You are given an integer array nums.

You are allowed to delete any number of elements from nums without making it empty. After performing the deletions, select a subarray of nums such that:

  1. All elements in the subarray are unique.
  2. The sum of the elements in the subarray is maximized.

Return the maximum sum of such a subarray.

 

Example 1:

Input: nums = [1,2,3,4,5]

Output: 15

Explanation:

Select the entire array without deleting any element to obtain the maximum sum.

Example 2:

Input: nums = [1,1,0,1,1]

Output: 1

Explanation:

Delete the element nums[0] == 1, nums[1] == 1, nums[2] == 0, and nums[3] == 1. Select the entire array [1] to obtain the maximum sum.

Example 3:

Input: nums = [1,2,-1,-2,1,0,-1]

Output: 3

Explanation:

Delete the elements nums[2] == -1 and nums[3] == -2, and select the subarray [2, 1] from [1, 2, 1, 0, -1] to obtain the maximum sum.

 

Constraints:

  • 1 <= nums.length <= 100
  • -100 <= nums[i] <= 100

Solutions

Solution 1: Greedy + Hash Table

We first find the maximum value $\textit{mx}$ in the array. If $\textit{mx} \leq 0$, then all elements in the array are less than or equal to 0. Since we need to select a non-empty subarray with the maximum element sum, the maximum element sum would be $\textit{mx}$.

If $\textit{mx} > 0$, then we need to find all distinct positive integers in the array such that their sum is maximized.
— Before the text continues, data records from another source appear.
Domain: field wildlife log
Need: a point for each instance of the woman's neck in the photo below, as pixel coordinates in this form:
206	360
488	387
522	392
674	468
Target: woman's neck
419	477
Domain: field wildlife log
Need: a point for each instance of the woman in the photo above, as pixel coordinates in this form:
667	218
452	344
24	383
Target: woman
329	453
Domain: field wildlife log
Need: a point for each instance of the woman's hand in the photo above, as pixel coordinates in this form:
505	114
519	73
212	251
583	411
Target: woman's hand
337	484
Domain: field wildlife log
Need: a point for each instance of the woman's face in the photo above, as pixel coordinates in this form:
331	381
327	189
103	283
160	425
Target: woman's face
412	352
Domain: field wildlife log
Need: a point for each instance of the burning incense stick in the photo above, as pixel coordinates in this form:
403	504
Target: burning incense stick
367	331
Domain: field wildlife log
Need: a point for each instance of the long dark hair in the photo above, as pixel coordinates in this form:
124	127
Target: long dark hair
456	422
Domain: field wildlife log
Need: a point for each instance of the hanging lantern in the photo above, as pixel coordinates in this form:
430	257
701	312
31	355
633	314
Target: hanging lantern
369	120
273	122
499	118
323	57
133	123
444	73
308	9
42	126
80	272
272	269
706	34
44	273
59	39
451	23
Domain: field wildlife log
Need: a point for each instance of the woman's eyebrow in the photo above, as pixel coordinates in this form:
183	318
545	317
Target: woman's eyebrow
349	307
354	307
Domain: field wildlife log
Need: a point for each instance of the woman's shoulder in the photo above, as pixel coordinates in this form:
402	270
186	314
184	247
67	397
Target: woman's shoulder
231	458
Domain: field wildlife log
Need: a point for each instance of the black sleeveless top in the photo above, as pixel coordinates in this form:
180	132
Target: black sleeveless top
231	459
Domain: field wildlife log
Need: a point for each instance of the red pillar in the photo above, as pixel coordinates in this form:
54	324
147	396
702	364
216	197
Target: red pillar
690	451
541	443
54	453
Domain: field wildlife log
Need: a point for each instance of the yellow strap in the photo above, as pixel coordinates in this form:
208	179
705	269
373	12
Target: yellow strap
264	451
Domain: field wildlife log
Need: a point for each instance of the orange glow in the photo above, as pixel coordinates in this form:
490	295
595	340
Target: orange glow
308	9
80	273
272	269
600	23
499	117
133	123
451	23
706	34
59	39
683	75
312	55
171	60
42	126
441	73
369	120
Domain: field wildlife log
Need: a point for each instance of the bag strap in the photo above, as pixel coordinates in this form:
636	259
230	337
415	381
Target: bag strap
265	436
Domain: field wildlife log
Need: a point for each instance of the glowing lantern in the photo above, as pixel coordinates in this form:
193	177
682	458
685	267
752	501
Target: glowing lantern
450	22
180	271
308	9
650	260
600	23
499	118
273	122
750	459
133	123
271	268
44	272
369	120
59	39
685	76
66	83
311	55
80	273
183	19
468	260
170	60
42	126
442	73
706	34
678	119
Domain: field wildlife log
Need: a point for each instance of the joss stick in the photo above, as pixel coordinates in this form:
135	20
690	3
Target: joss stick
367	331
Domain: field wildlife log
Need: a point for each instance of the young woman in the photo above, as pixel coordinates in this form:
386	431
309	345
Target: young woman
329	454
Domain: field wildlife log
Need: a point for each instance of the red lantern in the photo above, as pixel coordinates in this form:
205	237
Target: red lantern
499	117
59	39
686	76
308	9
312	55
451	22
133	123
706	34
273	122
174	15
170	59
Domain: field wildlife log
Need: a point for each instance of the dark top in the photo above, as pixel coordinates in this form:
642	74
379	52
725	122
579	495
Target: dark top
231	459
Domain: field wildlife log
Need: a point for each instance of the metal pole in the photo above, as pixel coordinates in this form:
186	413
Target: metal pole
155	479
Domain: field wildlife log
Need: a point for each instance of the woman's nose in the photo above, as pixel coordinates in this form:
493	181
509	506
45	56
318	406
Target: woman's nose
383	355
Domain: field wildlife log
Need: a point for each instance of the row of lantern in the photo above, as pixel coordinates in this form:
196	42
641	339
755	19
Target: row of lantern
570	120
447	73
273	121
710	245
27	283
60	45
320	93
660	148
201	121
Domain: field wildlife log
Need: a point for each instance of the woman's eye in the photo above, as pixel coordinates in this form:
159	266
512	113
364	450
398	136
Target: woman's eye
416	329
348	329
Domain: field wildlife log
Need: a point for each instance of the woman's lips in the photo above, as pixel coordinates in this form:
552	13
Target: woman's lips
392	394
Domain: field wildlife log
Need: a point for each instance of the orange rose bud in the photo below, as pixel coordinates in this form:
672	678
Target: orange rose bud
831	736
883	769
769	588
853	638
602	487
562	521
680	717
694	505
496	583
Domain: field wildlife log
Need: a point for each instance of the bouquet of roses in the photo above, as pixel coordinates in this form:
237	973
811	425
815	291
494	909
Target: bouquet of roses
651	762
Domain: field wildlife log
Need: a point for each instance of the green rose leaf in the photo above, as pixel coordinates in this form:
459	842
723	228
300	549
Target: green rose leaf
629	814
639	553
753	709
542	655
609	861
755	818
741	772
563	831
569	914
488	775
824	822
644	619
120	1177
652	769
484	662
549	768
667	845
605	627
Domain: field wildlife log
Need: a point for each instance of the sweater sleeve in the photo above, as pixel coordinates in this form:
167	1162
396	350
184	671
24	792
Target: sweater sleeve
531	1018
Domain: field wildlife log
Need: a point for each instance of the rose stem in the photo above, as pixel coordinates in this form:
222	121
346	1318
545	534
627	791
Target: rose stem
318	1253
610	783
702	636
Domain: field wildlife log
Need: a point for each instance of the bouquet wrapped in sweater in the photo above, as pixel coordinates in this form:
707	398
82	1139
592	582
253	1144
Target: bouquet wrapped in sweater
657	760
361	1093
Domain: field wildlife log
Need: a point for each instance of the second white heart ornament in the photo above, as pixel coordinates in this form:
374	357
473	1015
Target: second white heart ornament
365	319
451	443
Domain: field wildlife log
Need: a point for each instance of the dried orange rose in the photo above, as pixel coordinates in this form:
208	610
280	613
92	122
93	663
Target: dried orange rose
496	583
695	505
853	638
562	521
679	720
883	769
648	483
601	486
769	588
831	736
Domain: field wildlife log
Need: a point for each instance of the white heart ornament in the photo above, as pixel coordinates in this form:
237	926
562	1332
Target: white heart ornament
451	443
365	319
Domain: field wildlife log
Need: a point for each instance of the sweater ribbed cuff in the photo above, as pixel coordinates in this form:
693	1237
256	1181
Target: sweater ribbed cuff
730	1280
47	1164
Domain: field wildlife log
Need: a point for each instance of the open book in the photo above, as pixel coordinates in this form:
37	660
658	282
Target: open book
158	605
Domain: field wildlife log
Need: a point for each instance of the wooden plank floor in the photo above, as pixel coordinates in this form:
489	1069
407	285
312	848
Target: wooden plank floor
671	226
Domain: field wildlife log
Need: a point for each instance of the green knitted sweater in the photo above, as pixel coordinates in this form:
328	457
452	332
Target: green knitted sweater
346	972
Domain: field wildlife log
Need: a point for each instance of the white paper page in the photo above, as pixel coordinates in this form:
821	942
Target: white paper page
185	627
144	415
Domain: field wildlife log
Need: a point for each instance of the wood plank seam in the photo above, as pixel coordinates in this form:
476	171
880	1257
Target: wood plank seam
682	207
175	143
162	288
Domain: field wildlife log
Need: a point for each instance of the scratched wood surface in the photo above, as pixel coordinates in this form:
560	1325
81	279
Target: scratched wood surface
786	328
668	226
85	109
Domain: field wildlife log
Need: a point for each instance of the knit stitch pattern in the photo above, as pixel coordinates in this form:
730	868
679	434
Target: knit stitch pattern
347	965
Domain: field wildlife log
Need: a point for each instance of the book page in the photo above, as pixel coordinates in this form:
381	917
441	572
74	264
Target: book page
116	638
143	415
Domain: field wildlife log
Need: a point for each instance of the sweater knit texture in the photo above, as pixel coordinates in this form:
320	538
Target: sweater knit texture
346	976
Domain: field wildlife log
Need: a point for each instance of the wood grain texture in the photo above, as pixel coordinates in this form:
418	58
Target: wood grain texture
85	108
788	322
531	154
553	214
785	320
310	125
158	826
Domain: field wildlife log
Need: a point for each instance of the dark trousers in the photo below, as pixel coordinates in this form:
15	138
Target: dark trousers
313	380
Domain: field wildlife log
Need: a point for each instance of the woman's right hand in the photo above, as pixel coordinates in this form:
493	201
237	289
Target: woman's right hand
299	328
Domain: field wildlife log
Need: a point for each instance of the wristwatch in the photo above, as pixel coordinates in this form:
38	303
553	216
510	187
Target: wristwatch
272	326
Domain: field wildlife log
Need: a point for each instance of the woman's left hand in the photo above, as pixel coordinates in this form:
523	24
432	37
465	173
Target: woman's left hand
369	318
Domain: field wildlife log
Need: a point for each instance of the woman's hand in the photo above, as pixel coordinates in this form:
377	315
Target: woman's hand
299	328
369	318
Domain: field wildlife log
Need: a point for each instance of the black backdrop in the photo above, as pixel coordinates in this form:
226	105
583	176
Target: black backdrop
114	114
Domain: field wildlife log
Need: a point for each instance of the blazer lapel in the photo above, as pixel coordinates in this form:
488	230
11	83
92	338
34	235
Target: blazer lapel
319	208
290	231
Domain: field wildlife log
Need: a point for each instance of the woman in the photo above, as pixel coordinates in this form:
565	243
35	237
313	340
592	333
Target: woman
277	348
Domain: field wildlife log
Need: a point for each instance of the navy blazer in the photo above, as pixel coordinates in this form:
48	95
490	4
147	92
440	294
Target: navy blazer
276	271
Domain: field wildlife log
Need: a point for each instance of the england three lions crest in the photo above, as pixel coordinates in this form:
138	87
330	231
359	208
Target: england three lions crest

We can use a hash table $\textit{s}$ to record all distinct positive integers, and then iterate through the array, adding up all distinct positive integers.

The time complexity is $O(n)$, and the space complexity is $O(n)$. Where $n$ is the length of the array $\textit{nums}$.

Python3

class Solution:
    def maxSum(self, nums: List[int]) -> int:
        mx = max(nums)
        if mx <= 0:
            return mx
        ans = 0
        s = set()
        for x in nums:
            if x < 0 or x in s:
                continue
            ans += x
            s.add(x)
        return ans

Java

class Solution {
    public int maxSum(int[] nums) {
        int mx = Arrays.stream(nums).max().getAsInt();
        if (mx <= 0) {
            return mx;
        }
        boolean[] s = new boolean[201];
        int ans = 0;
        for (int x : nums) {
            if (x < 0 || s[x]) {
                continue;
            }
            ans += x;
            s[x] = true;
        }
        return ans;
    }
}

C++

class Solution {
public:
    int maxSum(vector<int>& nums) {
        int mx = ranges::max(nums);
        if (mx <= 0) {
            return mx;
        }
        unordered_set<int> s;
        int ans = 0;
        for (int x : nums) {
            if (x < 0 || s.contains(x)) {
                continue;
            }
            ans += x;
            s.insert(x);
        }
        return ans;
    }
};

Go

func maxSum(nums []int) (ans int) {
	mx := slices.Max(nums)
	if mx <= 0 {
		return mx
	}
	s := make(map[int]bool)
	for _, x := range nums {
		if x < 0 || s[x] {
			continue
		}
		ans += x
		s[x] = true
	}
	return
}

TypeScript

function maxSum(nums: number[]): number {
    const mx = Math.max(...nums);
    if (mx <= 0) {
        return mx;
    }
    const s = new Set<number>();
    let ans: number = 0;
    for (const x of nums) {
        if (x < 0 || s.has(x)) {
            continue;
        }
        ans += x;
        s.add(x);
    }
    return ans;
}